I get that two of the Trudeau children have Covid. That’s unfortunate and scary at minimum and I hope the children quickly recover to good health. At the same time the PM reports that he has now tested positive but apparently is “feeling fine”. Of course, he must obey isolation protocols, but can quite easily communicate through video and tele-conferences.


Then finally at noon today, our Prime Minister popped out of his undisclosed groundhog hole (2 days early I might add) and spoke well as he often does, staring into the camera and speaking with empathy about how hard the pandemic has been on Canadians.

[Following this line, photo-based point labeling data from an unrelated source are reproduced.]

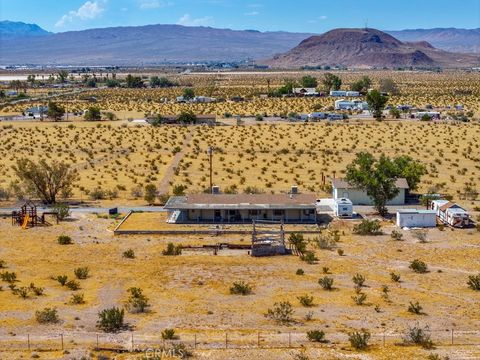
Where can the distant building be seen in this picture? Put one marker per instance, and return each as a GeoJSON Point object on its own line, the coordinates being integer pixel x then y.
{"type": "Point", "coordinates": [342, 189]}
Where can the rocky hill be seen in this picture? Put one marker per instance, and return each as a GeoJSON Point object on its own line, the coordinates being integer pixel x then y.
{"type": "Point", "coordinates": [367, 48]}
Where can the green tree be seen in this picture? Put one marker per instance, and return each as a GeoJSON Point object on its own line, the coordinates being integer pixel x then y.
{"type": "Point", "coordinates": [309, 81]}
{"type": "Point", "coordinates": [188, 94]}
{"type": "Point", "coordinates": [376, 177]}
{"type": "Point", "coordinates": [93, 113]}
{"type": "Point", "coordinates": [362, 85]}
{"type": "Point", "coordinates": [45, 180]}
{"type": "Point", "coordinates": [187, 117]}
{"type": "Point", "coordinates": [55, 111]}
{"type": "Point", "coordinates": [331, 82]}
{"type": "Point", "coordinates": [133, 81]}
{"type": "Point", "coordinates": [376, 103]}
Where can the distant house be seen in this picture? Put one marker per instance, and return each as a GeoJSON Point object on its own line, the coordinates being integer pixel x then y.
{"type": "Point", "coordinates": [342, 189]}
{"type": "Point", "coordinates": [416, 218]}
{"type": "Point", "coordinates": [36, 112]}
{"type": "Point", "coordinates": [305, 92]}
{"type": "Point", "coordinates": [242, 208]}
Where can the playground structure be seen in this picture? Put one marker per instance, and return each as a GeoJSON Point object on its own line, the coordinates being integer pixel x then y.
{"type": "Point", "coordinates": [28, 216]}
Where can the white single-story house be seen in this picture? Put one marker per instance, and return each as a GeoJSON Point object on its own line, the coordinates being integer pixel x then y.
{"type": "Point", "coordinates": [343, 208]}
{"type": "Point", "coordinates": [305, 92]}
{"type": "Point", "coordinates": [242, 208]}
{"type": "Point", "coordinates": [416, 218]}
{"type": "Point", "coordinates": [338, 93]}
{"type": "Point", "coordinates": [342, 189]}
{"type": "Point", "coordinates": [453, 214]}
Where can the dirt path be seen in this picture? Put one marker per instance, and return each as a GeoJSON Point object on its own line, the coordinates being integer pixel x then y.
{"type": "Point", "coordinates": [170, 172]}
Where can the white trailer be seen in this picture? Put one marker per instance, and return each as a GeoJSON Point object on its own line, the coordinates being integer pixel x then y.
{"type": "Point", "coordinates": [343, 208]}
{"type": "Point", "coordinates": [416, 218]}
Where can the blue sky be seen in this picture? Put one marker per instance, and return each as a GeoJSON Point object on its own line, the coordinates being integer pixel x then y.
{"type": "Point", "coordinates": [265, 15]}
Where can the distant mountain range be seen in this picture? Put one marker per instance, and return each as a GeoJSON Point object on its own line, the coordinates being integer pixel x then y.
{"type": "Point", "coordinates": [15, 30]}
{"type": "Point", "coordinates": [368, 48]}
{"type": "Point", "coordinates": [22, 43]}
{"type": "Point", "coordinates": [451, 39]}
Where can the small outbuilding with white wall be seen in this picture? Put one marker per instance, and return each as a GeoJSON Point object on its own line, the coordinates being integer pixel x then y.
{"type": "Point", "coordinates": [416, 218]}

He also referenced some of the hateful acts committed in Ottawa over the weekend, and thanked Canada’s truckers for their gargantuan efforts (until last week) to fulfill our supply chain needs, but did not address any plans to mitigate this ongoing protest fiasco. Despite questions from reporters, we did not hear anything about his strategy or action plans.

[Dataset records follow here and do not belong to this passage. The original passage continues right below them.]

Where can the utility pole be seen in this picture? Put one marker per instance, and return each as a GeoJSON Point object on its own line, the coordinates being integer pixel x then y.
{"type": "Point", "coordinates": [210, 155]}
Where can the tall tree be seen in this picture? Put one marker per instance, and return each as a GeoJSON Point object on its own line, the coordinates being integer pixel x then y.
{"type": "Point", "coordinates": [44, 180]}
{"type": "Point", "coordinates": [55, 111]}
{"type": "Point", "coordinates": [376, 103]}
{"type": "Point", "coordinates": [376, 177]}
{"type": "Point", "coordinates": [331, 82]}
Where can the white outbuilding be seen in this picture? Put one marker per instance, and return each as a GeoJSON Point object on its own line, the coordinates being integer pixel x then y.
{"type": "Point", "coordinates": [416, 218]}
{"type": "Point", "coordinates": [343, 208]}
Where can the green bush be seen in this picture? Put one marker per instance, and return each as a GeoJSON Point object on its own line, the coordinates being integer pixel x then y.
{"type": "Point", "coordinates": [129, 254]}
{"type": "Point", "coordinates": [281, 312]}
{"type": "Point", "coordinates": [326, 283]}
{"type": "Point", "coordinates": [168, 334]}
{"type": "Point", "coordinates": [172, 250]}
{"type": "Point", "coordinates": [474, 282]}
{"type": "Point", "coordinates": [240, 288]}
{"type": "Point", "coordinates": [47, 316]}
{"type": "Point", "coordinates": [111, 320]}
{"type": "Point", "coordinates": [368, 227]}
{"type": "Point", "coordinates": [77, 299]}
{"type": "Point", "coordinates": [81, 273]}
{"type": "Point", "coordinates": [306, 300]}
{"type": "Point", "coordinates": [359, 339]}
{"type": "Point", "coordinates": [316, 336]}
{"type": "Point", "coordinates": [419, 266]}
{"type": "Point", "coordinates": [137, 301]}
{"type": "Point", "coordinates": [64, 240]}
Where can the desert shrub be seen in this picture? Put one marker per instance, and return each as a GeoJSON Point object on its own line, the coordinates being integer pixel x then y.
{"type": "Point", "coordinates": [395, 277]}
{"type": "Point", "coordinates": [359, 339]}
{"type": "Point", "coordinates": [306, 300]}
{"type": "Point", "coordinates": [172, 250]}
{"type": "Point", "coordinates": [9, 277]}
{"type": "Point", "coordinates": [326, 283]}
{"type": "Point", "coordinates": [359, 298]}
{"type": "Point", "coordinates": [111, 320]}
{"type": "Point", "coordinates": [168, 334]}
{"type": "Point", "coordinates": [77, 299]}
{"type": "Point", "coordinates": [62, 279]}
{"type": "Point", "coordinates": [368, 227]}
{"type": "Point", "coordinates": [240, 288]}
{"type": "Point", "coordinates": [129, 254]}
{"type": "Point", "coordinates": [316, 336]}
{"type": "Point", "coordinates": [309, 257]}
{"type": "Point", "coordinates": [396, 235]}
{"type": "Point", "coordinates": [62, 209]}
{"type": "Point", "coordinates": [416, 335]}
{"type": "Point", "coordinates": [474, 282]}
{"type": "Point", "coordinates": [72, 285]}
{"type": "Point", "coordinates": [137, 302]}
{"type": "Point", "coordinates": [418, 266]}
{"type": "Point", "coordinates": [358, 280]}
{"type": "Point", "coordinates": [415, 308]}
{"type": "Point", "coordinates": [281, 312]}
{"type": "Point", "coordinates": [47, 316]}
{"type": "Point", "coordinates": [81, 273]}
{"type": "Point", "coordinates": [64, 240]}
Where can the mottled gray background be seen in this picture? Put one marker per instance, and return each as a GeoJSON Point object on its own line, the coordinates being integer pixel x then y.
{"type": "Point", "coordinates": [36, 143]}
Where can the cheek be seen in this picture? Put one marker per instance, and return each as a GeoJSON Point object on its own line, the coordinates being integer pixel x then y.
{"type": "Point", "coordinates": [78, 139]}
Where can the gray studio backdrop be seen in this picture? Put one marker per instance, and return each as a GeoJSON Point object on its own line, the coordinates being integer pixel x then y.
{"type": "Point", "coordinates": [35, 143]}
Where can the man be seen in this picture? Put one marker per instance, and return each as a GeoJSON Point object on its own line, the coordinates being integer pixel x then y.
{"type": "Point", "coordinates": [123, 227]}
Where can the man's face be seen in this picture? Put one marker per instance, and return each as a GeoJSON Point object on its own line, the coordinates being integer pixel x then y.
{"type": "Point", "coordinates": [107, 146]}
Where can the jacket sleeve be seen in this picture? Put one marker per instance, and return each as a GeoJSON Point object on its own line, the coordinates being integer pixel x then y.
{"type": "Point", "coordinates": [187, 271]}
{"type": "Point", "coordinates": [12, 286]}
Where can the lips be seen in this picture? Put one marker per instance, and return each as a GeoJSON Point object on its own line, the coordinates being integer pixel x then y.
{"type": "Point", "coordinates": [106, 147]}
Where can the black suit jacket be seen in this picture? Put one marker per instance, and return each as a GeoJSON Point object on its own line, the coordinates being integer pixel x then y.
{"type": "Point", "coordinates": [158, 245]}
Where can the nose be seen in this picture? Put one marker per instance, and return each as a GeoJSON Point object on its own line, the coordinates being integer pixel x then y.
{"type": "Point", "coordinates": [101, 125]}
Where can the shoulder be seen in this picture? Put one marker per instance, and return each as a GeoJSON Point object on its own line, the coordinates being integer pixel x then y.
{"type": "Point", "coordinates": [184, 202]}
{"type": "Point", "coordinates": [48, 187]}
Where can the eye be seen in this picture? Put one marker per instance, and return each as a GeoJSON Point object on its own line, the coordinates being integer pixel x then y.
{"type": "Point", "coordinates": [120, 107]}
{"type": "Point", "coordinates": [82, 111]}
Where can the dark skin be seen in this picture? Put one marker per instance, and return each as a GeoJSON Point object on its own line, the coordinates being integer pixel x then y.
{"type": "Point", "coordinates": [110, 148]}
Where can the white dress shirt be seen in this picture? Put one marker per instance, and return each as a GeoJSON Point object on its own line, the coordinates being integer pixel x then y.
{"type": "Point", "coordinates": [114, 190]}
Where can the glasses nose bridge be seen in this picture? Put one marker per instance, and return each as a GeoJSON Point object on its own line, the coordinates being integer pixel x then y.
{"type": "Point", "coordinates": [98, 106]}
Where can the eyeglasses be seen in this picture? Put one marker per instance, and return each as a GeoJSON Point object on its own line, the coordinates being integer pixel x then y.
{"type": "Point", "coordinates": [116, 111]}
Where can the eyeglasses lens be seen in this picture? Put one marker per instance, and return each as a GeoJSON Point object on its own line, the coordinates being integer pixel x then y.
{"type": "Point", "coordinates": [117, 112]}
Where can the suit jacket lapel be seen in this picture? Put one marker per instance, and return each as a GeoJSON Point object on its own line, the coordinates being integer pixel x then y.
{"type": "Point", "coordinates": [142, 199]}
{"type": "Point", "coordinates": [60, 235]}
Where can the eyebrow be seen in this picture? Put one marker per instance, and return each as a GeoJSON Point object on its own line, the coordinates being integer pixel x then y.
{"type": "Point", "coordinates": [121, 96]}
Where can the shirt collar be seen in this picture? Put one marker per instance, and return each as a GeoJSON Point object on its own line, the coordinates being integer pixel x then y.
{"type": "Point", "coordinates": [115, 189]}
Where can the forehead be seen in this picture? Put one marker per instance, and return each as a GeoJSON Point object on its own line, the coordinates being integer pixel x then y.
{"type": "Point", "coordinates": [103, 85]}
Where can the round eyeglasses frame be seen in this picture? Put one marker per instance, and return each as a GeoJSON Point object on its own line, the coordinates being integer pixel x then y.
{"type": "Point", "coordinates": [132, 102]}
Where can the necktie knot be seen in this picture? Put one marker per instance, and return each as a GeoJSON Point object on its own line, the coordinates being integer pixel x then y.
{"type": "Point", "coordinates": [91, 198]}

I believe Canadians (especially Ottawa residents) wanted to hear that “they’ve made their point; awareness has been raised and dialogue continues; but enough is enough.” And perhaps truckers should have heard that “current vaccine cross-border protocols will be re-evaluated in concert with real-time health/scientific risk assessments, and modified if deemed appropriate.” He needed to explain that lives are at risk and taxpayers are paying the better part of a million dollars a day for the security piece alone. He needed to reassure the electorate in a firm and decisive way that the situation is being dealt with; there is a plan in place; and we will get through this, together.


As fictional TV football (soccer) coach Ted Lasso said so well: "There's two buttons I never like to hit: that's panic and snooze."[1] I agree and sometimes it’s a delicate balance.


Well Mr. PM, it’s not necessarily time to panic yet, but we’re 3 days in and this short break from snoozing isn’t enough.